Recently, the 7th edition of the AJCC TNM staging system for gastric cancer emphasized that positive peritoneal cytology should be classified as M1.1 This study showed compelling evidence for the utility of molecular markers in the diagnosis of peritoneal metastasis and recurrence. Using genetic techniques, we can select patients at high risk as well as those at low risk for peritoneal recurrence. For high-risk patients, more aggressive adjuvant chemotherapy may be justifiable to prevent peritoneal recurrence, and for low-risk patients, based on the genetic diagnosis, chemotherapy may be omitted after curative resection.

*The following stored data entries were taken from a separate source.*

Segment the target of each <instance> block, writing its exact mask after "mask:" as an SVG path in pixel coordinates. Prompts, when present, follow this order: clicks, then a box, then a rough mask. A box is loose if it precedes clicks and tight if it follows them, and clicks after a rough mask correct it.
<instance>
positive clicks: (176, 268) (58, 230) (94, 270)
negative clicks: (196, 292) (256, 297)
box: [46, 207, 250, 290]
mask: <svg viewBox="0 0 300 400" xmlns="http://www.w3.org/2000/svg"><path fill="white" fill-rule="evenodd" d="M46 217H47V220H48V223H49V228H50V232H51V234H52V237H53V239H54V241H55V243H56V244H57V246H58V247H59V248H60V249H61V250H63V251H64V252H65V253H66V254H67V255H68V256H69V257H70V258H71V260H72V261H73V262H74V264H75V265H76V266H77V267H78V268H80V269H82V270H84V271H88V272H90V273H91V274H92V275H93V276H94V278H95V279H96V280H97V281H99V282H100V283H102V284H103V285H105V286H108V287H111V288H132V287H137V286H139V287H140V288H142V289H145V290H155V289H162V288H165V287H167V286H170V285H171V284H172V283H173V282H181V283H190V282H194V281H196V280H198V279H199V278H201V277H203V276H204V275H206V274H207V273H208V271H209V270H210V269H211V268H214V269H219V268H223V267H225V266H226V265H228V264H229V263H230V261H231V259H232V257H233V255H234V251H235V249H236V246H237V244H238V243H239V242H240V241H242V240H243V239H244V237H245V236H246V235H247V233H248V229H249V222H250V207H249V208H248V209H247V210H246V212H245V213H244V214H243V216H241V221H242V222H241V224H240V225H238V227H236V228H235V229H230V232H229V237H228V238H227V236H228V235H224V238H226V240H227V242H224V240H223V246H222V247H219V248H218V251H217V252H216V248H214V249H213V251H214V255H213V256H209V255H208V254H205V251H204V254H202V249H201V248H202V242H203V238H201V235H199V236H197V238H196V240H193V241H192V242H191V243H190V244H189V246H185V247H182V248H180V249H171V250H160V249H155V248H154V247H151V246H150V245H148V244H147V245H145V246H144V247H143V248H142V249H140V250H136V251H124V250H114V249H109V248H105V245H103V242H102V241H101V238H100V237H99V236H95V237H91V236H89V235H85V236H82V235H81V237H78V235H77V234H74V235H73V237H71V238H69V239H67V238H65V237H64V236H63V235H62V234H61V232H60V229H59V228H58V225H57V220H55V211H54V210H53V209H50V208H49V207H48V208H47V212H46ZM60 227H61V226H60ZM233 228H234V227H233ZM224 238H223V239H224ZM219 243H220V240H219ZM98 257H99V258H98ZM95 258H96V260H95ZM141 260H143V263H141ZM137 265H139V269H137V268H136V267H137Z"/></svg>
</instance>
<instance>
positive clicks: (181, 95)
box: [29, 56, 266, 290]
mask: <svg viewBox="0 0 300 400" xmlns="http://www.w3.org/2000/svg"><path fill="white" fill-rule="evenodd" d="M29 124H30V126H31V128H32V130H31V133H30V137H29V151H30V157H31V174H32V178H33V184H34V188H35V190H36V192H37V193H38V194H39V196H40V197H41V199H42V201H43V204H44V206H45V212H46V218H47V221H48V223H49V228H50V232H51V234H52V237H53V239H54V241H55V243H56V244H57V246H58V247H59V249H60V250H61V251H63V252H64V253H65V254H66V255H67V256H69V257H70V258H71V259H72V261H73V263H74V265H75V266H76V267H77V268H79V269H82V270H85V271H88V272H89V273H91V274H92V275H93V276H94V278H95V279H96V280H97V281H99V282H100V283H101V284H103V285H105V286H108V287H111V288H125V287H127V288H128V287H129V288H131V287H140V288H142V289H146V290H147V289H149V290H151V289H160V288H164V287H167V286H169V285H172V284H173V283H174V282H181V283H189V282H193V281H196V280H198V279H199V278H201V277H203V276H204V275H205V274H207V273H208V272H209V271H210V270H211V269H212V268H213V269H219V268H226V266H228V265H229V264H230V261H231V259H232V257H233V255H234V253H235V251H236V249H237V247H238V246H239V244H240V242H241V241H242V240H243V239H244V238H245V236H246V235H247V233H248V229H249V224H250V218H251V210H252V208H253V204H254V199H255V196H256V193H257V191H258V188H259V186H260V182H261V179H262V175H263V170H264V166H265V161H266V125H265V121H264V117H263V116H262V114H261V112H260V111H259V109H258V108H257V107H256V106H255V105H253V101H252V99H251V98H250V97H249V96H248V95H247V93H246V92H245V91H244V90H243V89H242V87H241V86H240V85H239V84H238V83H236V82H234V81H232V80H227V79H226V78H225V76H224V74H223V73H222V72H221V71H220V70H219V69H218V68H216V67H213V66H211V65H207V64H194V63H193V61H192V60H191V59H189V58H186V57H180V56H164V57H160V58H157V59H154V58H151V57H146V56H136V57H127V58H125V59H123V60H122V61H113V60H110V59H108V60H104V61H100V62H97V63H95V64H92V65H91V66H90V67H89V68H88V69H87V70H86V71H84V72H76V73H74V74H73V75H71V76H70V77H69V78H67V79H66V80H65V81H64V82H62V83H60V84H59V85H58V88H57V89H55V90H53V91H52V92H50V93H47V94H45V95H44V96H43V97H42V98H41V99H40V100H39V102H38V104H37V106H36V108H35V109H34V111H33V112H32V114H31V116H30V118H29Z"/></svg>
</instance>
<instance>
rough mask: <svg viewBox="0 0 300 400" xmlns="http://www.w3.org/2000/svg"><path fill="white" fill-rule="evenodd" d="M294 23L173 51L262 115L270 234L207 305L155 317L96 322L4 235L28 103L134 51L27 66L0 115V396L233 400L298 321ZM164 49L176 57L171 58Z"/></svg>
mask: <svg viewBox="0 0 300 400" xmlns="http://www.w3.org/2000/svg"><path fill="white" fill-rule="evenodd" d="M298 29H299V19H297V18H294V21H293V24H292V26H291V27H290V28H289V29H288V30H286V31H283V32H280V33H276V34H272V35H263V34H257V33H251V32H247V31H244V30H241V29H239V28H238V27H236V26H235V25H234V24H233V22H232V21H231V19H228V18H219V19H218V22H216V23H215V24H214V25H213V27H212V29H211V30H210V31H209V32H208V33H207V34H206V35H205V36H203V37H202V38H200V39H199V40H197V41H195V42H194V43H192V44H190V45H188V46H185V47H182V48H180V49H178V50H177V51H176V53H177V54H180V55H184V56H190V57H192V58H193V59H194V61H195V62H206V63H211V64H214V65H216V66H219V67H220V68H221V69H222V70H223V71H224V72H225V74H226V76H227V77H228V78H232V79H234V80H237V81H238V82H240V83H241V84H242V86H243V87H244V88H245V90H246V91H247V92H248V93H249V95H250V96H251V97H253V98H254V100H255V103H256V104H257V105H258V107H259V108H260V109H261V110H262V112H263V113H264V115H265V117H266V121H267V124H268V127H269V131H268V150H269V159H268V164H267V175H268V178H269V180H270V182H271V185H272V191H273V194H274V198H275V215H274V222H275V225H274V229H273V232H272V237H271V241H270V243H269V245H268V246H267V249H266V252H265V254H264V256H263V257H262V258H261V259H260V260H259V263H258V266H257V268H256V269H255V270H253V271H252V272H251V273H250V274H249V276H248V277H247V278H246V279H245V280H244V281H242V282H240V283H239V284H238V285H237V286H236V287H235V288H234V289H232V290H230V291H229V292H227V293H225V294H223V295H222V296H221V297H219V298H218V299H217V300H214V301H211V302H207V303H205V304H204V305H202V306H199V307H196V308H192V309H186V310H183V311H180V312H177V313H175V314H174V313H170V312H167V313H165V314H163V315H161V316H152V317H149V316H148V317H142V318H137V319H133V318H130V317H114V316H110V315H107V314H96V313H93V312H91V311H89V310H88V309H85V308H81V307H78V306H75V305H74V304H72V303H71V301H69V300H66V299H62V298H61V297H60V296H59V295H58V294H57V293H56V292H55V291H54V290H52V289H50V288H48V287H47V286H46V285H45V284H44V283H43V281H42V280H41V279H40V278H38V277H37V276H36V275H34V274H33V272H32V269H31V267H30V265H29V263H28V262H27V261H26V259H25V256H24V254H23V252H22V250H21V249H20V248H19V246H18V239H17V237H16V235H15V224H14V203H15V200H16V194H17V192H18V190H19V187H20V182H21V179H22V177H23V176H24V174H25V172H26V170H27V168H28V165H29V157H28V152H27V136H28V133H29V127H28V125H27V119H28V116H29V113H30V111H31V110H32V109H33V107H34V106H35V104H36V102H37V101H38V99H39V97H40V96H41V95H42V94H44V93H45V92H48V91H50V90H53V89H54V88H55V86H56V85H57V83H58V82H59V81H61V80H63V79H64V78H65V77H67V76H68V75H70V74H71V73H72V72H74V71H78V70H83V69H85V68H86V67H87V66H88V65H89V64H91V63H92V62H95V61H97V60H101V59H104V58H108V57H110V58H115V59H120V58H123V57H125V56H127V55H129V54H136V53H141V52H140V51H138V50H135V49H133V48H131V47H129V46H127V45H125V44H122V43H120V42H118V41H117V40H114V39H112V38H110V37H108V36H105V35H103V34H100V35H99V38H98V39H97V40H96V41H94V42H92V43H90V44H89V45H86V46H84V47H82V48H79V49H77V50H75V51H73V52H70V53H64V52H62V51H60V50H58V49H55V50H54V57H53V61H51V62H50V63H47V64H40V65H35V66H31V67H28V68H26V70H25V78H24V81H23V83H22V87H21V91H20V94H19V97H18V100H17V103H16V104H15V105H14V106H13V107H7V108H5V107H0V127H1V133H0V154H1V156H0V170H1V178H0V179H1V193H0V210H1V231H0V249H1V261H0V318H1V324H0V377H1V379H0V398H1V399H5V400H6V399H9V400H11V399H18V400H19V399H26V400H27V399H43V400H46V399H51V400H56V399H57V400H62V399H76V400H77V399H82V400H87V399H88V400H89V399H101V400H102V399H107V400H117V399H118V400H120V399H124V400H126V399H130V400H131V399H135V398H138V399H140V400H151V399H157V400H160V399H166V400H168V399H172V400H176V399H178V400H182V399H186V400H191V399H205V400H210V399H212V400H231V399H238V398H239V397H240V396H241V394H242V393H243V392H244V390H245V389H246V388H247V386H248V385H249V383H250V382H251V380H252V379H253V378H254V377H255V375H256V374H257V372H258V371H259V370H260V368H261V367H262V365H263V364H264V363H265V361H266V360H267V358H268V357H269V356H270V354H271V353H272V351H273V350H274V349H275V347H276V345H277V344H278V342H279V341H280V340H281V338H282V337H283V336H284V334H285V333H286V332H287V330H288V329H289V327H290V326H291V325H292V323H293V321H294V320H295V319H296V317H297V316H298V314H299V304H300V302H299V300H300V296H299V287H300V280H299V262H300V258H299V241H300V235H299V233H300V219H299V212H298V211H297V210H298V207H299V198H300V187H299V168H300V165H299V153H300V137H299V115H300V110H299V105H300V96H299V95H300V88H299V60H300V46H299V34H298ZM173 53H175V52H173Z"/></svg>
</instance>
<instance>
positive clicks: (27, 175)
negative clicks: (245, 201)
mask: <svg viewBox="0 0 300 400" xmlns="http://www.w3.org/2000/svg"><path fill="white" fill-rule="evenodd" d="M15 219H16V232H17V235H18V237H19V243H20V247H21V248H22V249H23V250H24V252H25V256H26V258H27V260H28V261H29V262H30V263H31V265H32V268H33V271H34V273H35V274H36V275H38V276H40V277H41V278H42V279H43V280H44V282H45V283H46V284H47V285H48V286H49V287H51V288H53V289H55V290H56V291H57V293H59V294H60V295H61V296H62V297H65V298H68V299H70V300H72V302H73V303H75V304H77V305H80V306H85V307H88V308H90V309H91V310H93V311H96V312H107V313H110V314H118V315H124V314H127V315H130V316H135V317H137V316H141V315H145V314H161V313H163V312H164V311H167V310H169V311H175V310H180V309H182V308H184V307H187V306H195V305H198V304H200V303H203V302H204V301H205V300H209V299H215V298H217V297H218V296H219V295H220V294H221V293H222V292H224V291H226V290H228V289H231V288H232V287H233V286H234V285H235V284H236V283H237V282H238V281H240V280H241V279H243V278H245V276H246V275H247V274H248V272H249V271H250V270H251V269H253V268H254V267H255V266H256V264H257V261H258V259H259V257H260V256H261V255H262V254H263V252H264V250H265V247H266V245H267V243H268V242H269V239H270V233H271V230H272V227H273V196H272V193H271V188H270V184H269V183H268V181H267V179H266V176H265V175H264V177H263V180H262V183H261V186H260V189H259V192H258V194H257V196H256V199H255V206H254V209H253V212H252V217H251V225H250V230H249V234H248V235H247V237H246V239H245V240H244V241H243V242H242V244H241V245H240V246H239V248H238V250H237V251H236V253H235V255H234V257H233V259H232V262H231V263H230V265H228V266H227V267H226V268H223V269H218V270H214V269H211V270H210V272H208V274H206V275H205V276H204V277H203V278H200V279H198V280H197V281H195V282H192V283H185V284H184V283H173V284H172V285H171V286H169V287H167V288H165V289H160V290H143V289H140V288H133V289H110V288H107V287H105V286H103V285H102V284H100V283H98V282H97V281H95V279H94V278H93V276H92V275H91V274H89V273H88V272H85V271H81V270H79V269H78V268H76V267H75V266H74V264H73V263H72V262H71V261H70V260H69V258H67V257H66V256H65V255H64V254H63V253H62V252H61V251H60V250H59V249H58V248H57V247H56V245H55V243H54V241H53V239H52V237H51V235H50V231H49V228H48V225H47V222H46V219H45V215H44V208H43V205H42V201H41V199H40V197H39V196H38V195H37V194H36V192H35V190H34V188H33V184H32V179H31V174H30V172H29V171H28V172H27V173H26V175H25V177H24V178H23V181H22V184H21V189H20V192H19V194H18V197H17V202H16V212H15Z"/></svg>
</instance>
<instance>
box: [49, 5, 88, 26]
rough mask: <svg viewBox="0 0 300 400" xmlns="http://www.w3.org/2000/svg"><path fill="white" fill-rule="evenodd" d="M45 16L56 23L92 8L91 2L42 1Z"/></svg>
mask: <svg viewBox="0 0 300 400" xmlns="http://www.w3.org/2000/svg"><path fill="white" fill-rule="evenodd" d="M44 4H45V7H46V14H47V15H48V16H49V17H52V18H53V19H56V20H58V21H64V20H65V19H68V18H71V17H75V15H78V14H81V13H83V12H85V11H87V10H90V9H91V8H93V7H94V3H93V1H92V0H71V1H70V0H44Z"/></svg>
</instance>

In conclusion, identifying free cancer cells in the peritoneal lavage using a gene amplification technique (mRNA-specific RT-PCR method) is a viable technique. MAGE RT-PCR results disclosed significant associations with peritoneal recurrence and proved to be the most important prognostic factor for recurrence in patients with gastric carcinoma who had undergone radical resection. We believe that this information could contribute to determining the optimal preoperative and postoperative adjuvant therapeutic modality of gastric cancer after curative resection without peritoneal metastasis.
Footnotes
Abbreviations: CEA = carcinoembryonic antigen, CT = computed tomography, GAPD = glyceraldehyde-3-phosphate dehydrogenase, HR = hazard ratio, IRB = Institutional Review Board, M1 = metastatic disease, MAGE = melanoma-associated gene, MMP-7 = matrix metalloproteinase-7, PET = positron emission tomography, RT-PCR = reverse transcriptase-polymerase chain reaction.
The authors have no funding and conflicts of interest to disclose.